Winkler Prins

Anthony Winkler Prins (1870)

Gepubliceerd op 20-08-2018

Zegel

betekenis & definitie

Zegel (Het) is de afdruk van een bepaalden stempel in eene weekere stof, die of vrij hard is of na de stempeling tot hardheid overgaat; ook wanneer men de figuren van den stempel door middel van eene kleurstof op het papier overbrengt, geeft men daaraan den naam van zegel. Het dient ter bekrachtiging van een document of tot sluiting van een brief. Zegels werden van ouds en worden ook nu nog bij alle beschaafde volken gebezigd,— en de ondervinding leert, dat weinig ontwikkelde volken nog meer gebruik maakten van het zegel dan beter ontwikkelde.
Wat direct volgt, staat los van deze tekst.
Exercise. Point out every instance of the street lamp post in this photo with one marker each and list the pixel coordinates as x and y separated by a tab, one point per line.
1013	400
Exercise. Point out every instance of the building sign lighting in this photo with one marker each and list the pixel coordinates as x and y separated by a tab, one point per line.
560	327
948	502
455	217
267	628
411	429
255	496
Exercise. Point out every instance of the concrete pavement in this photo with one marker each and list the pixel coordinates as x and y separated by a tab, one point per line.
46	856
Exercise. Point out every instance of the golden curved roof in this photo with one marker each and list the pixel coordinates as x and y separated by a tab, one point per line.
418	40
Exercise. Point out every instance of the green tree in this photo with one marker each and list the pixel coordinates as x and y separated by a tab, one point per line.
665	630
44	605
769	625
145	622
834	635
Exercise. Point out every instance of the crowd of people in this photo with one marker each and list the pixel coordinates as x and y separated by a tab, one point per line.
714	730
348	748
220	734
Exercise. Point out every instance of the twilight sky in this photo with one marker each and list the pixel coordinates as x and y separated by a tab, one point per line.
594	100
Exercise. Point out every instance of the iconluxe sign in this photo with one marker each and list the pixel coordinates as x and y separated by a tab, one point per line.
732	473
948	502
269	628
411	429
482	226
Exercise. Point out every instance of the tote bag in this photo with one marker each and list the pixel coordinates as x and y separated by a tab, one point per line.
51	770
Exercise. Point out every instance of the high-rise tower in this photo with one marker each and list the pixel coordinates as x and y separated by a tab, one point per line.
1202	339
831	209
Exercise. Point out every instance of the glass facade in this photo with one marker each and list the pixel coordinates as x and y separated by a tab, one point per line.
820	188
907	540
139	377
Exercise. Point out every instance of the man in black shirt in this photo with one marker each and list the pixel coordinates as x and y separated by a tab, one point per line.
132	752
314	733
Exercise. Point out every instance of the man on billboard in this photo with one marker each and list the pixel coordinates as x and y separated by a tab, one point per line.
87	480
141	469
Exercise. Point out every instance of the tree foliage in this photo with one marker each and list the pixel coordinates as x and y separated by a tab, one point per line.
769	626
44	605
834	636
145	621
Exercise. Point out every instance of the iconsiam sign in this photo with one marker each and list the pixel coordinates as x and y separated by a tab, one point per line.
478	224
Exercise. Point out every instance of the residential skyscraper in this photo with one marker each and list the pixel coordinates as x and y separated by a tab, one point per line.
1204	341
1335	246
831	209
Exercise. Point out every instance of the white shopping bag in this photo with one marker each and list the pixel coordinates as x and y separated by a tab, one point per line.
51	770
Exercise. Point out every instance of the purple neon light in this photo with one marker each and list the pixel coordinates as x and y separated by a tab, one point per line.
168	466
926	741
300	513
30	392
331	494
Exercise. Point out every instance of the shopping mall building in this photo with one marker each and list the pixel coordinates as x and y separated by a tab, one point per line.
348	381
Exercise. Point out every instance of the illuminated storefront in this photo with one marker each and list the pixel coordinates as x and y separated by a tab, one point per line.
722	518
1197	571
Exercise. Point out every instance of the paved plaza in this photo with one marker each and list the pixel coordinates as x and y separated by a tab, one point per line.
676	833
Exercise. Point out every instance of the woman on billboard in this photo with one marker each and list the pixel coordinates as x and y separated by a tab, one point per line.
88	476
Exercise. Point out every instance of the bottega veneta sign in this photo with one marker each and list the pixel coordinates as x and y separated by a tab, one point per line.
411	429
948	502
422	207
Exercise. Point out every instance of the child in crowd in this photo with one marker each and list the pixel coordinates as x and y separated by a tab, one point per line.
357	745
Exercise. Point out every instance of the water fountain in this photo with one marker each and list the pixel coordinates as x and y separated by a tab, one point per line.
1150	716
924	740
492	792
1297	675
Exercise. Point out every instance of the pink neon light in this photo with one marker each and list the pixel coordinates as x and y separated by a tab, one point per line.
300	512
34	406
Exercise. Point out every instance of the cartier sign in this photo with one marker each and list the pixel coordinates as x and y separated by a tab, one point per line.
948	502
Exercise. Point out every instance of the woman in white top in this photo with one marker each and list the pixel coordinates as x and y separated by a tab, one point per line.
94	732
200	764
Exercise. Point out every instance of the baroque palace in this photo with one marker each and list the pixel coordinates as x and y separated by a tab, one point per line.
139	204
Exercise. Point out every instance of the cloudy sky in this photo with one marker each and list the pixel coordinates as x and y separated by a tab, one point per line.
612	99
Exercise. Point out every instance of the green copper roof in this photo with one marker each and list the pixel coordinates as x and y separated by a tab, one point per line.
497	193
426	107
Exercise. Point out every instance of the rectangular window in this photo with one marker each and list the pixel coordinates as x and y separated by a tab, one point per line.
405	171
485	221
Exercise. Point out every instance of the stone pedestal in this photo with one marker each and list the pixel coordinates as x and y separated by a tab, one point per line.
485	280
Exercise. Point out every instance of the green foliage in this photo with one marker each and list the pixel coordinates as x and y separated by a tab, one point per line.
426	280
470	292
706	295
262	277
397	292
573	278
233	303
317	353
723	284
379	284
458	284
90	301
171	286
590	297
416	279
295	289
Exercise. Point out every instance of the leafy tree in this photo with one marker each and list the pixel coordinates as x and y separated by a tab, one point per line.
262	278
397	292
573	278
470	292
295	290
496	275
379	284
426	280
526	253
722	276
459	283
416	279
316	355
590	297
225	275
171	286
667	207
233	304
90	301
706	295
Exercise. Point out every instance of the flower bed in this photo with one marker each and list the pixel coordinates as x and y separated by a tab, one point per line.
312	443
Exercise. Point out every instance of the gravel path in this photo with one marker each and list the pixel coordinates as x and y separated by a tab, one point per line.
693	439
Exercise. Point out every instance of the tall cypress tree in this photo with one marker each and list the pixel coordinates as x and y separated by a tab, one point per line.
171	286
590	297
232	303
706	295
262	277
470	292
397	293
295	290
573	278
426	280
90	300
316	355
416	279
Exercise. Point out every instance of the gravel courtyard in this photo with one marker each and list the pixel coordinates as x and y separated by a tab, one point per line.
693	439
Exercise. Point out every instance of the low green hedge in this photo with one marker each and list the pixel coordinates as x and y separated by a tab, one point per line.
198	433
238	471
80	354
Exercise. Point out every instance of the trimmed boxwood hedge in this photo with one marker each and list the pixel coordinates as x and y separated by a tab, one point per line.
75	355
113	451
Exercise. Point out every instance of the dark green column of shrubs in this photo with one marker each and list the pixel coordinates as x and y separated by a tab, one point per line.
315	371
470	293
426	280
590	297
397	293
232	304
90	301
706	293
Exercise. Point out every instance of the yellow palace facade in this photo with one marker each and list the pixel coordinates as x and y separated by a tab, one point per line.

De zegelstempels bestaan gewoonlijk uit metaal of edelgesteente.

In ouden tijd werden zegelstempels van landen of steden aan een zegelbewaarder toevertrouwd, die het verlies van zoodanig voorwerp met den dood moest boeten. Kleine zegelstempels droeg men aan een vingerring, en deze werden zegelringen genaamd. Ook heeft men wel beweerd, dat sommige Vorsten den knop van het zwaardgevest tot zegel gebruikten. De meest gebezigde stof voor zegels, het was, werd dikwijls rood of groen gekleurd, ja, het regt om met rood was te zegelen werd als een blijk van hooge waardigheid beschouwd. De zegels zijn rond of langrond van gedaante, doch in de middeneeuwen vindt men ook drie- of meerhoekige zegels. Middeneeuwsche zegels hebben wel eens eene middellijn van 15 Ned. duim. Om het zegel aan het document te bevestigen, bediende men zich eerst van pergamentstrooken en later van zijden snoeren. Op de zegelstempels vindt men velerlei figuren, — sedert de 12de eeuw wapens, voorts portretten van de eigenaars, van heiligen enz., alsmede allegorische beelden, voorstellingen van gebouwen enz.